On February 1, 2003, about 1050 Pacific standard time, a Pitts S-2B, N300PS, experienced a loss of control and stalled while practicing touch-and-go takeoffs and landings at Long Beach Daugherty Field (LGB), Long Beach, California. Hart Air, Ltd., was operating the rental airplane under the provisions of 14 CFR Part 91. The private pilot sustained serious injuries; the airplane sustained substantial damage. Day visual meteorological conditions prevailed for the local, personal flight, and no flight plan had been filed. The flight originated about 1020 from Long Beach.
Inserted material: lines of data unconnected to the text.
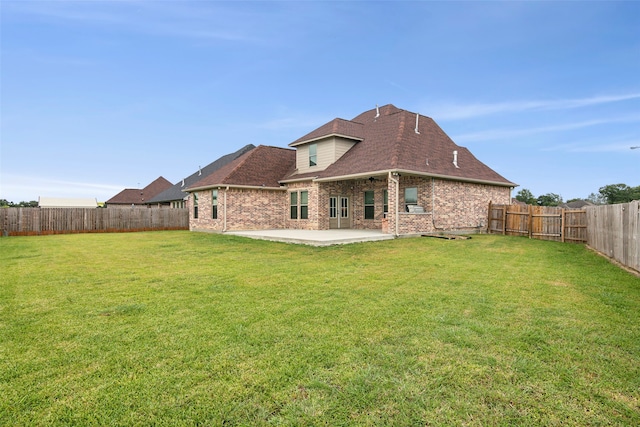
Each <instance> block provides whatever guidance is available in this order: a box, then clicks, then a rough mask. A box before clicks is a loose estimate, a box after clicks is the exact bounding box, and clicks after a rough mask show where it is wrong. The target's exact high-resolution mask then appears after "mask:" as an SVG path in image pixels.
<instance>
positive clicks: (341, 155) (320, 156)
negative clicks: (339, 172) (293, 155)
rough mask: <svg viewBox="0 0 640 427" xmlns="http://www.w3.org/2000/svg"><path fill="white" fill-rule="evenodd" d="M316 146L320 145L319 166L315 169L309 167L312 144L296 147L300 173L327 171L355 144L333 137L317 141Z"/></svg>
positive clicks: (348, 140) (317, 153) (318, 152)
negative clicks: (331, 165)
mask: <svg viewBox="0 0 640 427" xmlns="http://www.w3.org/2000/svg"><path fill="white" fill-rule="evenodd" d="M312 144H313V143H312ZM315 144H317V145H318V151H317V155H318V159H317V160H318V162H317V163H318V164H317V165H316V166H313V167H309V145H310V144H304V145H300V146H298V147H296V168H297V169H298V172H299V173H307V172H313V171H322V170H325V169H326V168H327V167H329V166H330V165H331V164H333V163H334V162H335V161H336V160H338V159H339V158H340V157H342V155H343V154H344V153H346V152H347V151H349V149H350V148H351V147H353V145H354V144H355V143H354V142H353V141H352V140H349V139H345V138H340V137H331V138H327V139H324V140H322V141H317V142H315Z"/></svg>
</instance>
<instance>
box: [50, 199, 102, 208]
mask: <svg viewBox="0 0 640 427" xmlns="http://www.w3.org/2000/svg"><path fill="white" fill-rule="evenodd" d="M38 207H40V208H97V207H98V201H97V200H96V199H92V198H60V197H40V198H38Z"/></svg>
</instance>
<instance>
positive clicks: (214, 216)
mask: <svg viewBox="0 0 640 427" xmlns="http://www.w3.org/2000/svg"><path fill="white" fill-rule="evenodd" d="M211 208H212V209H211V211H212V213H211V217H212V218H213V219H218V190H211Z"/></svg>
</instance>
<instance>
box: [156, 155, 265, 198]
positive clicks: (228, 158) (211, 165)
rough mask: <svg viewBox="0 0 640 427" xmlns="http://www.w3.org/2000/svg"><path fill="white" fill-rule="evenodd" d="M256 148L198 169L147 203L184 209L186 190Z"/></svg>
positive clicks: (231, 156) (225, 156)
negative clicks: (231, 162)
mask: <svg viewBox="0 0 640 427" xmlns="http://www.w3.org/2000/svg"><path fill="white" fill-rule="evenodd" d="M254 148H256V147H255V145H253V144H248V145H245V146H244V147H242V148H241V149H239V150H238V151H236V152H235V153H231V154H227V155H226V156H222V157H220V158H219V159H218V160H216V161H214V162H212V163H210V164H208V165H207V166H205V167H203V168H198V170H197V171H196V172H194V173H193V174H191V175H189V176H188V177H186V178H184V179H182V180H181V181H180V182H178V183H176V184H175V185H172V186H171V187H169V188H167V189H166V190H164V191H163V192H161V193H159V194H157V195H156V196H154V197H152V198H151V199H149V200H147V201H146V203H147V204H148V205H150V206H158V207H167V208H184V207H185V200H186V199H187V197H188V194H187V193H185V191H184V190H185V189H187V188H188V187H189V186H190V185H192V184H194V183H196V182H198V181H200V180H201V179H204V178H206V177H208V176H209V175H211V174H212V173H214V172H215V171H217V170H218V169H220V168H221V167H223V166H224V165H226V164H228V163H230V162H232V161H233V160H235V159H237V158H238V157H240V156H241V155H243V154H244V153H246V152H248V151H250V150H252V149H254Z"/></svg>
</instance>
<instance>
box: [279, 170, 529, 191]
mask: <svg viewBox="0 0 640 427" xmlns="http://www.w3.org/2000/svg"><path fill="white" fill-rule="evenodd" d="M388 173H398V174H400V175H411V176H419V177H425V178H440V179H446V180H449V181H461V182H470V183H474V184H487V185H497V186H500V187H517V186H518V184H515V183H513V182H499V181H491V180H485V179H474V178H463V177H459V176H452V175H442V174H435V173H426V172H418V171H412V170H407V169H388V170H379V171H371V172H363V173H357V174H350V175H341V176H331V177H326V178H315V179H313V178H311V179H312V180H313V181H314V182H331V181H346V180H350V179H363V178H364V179H366V178H369V177H372V176H380V175H387V174H388ZM307 179H309V178H307ZM282 182H283V183H285V181H282ZM286 182H293V180H287V181H286Z"/></svg>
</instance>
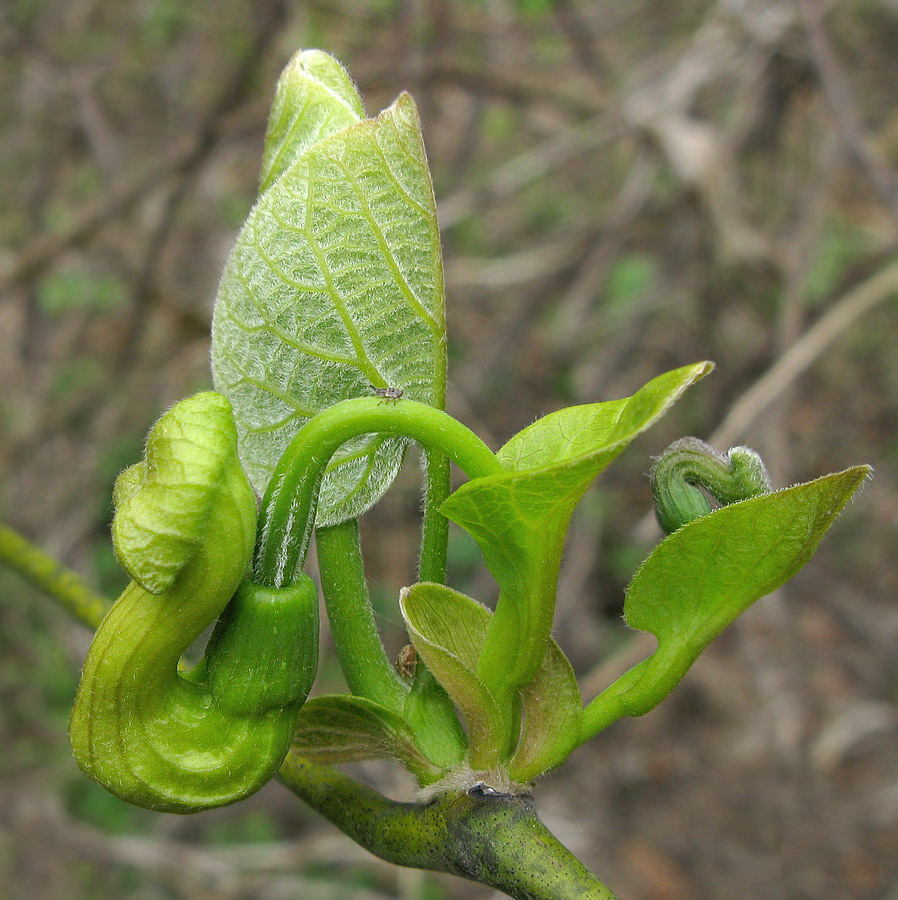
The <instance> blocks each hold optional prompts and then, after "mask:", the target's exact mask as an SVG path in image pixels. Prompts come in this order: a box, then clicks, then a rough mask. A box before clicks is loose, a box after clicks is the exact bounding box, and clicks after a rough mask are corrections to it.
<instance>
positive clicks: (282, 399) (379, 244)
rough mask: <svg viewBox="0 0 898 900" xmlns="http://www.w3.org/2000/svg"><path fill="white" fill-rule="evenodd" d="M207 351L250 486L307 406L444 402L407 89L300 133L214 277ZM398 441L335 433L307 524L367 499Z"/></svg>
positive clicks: (436, 243) (432, 257)
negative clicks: (227, 255) (230, 254)
mask: <svg viewBox="0 0 898 900" xmlns="http://www.w3.org/2000/svg"><path fill="white" fill-rule="evenodd" d="M212 362H213V372H214V374H215V382H216V385H217V387H218V389H219V390H220V391H221V392H222V393H224V394H226V395H227V396H228V397H229V399H230V400H231V402H232V404H233V406H234V411H235V416H236V419H237V425H238V434H239V440H240V453H241V459H242V460H243V463H244V465H245V467H246V469H247V473H248V474H249V477H250V480H251V481H252V483H253V485H254V486H255V488H256V489H257V490H258V491H259V492H262V491H263V490H264V488H265V486H266V484H267V482H268V479H269V477H270V475H271V472H272V469H273V467H274V465H275V464H276V462H277V460H278V459H279V458H280V456H281V453H282V452H283V450H284V449H285V447H286V446H287V444H288V443H289V441H290V440H291V439H292V437H293V436H294V435H295V434H296V432H297V431H298V430H299V428H300V427H301V426H302V424H303V423H304V422H305V421H307V419H308V418H310V417H311V416H312V415H314V414H315V413H317V412H319V411H320V410H322V409H325V408H327V407H329V406H332V405H333V404H334V403H337V402H338V401H340V400H343V399H346V398H348V397H356V396H364V395H366V394H370V393H371V390H370V386H371V385H374V386H377V387H385V386H390V387H398V388H402V389H403V390H404V392H405V396H406V397H408V398H411V399H414V400H419V401H421V402H423V403H427V404H429V405H431V406H436V407H440V408H442V406H443V403H444V396H445V319H444V309H443V279H442V263H441V258H440V245H439V234H438V231H437V223H436V209H435V204H434V198H433V188H432V185H431V181H430V174H429V171H428V167H427V160H426V158H425V154H424V147H423V143H422V140H421V132H420V124H419V122H418V117H417V112H416V110H415V107H414V103H413V101H412V100H411V98H410V97H409V96H408V95H405V94H404V95H402V96H400V97H399V99H398V100H397V101H396V102H395V103H394V104H393V105H392V106H391V107H390V108H389V109H387V110H385V111H384V112H383V113H381V115H380V116H378V117H377V118H376V119H367V120H365V121H363V122H360V123H358V124H356V125H352V126H350V127H348V128H345V129H343V130H342V131H339V132H337V133H336V134H334V135H332V136H330V137H328V138H327V139H324V140H320V141H318V142H317V143H315V144H314V145H312V146H311V148H310V149H308V150H307V151H306V152H305V153H304V154H303V155H302V156H300V157H299V158H298V159H297V160H296V162H294V163H293V164H292V166H291V167H290V168H289V169H287V170H286V171H285V172H284V173H283V174H282V175H281V176H280V178H278V179H277V181H276V182H275V183H274V184H273V185H272V186H271V187H270V188H269V189H268V190H267V191H266V192H265V193H264V194H263V195H262V196H261V198H260V200H259V202H258V203H257V205H256V207H255V208H254V209H253V211H252V213H251V214H250V216H249V218H248V220H247V222H246V224H245V226H244V228H243V230H242V231H241V233H240V235H239V237H238V239H237V243H236V245H235V247H234V249H233V251H232V252H231V255H230V257H229V259H228V263H227V266H226V268H225V271H224V275H223V277H222V282H221V286H220V288H219V294H218V300H217V302H216V309H215V318H214V321H213V330H212ZM404 447H405V442H404V441H403V440H402V439H398V438H384V437H379V436H377V437H368V438H364V437H363V438H359V439H356V440H354V441H352V442H349V443H347V444H346V445H344V447H343V448H341V449H340V450H339V451H338V452H337V454H336V455H335V456H334V458H333V460H332V462H331V466H330V470H329V472H328V474H327V476H326V477H325V479H324V482H323V484H322V488H321V494H320V498H319V506H318V519H317V524H318V525H331V524H335V523H337V522H340V521H343V520H345V519H347V518H351V517H353V516H356V515H359V514H360V513H361V512H363V511H364V510H365V509H367V508H368V507H369V506H370V505H371V504H373V503H374V502H376V500H377V499H378V498H379V497H380V496H381V494H382V493H383V492H384V491H385V490H386V489H387V487H388V486H389V484H390V482H391V481H392V479H393V477H394V475H395V473H396V472H397V471H398V468H399V466H400V464H401V461H402V454H403V450H404Z"/></svg>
The pilot told a certified flight instructor that he "touched down at an angle to the centerline and bounced." He further stated that he "lost control" of the airplane. He added power to initiate a go-around and pulled up.

An airline pilot, who reported having approximately 11,500 hours total time with about 250 hours in the Pitts S-2B, witnessed the accident. In a written statement, he said that he was unsure if the airplane touched down but when it came into view it was on a divergent course to the left side of runway 25R at an altitude of 5 feet. He felt the airplane had a higher than normal approach speed. As the airplane came to the left edge of the runway it made a pull up, resulting in the nose coming up about 60 degrees. It continued on its upward path while rotating right. At approximately 25 feet, the nose passed vertical; at the 180-degree point of rotation, the right wing struck the ground followed by the nose. The airplane remained on its nose for approximately 2 seconds and then "burst into flame" from the nose back. The flames moved rearward engulfing the left side of the airplane. The airline pilot further reported that the airplane landed with a left, quartering tailwind of an estimated 8 knots.

A Federal Aviation Administration airworthiness inspector examined the airplane. The brakes and tailwheel steering were found in working order. Flight control continuity could not be established because of the post impact fire. The airplane came to rest facing east, 180 degrees from its original flight path.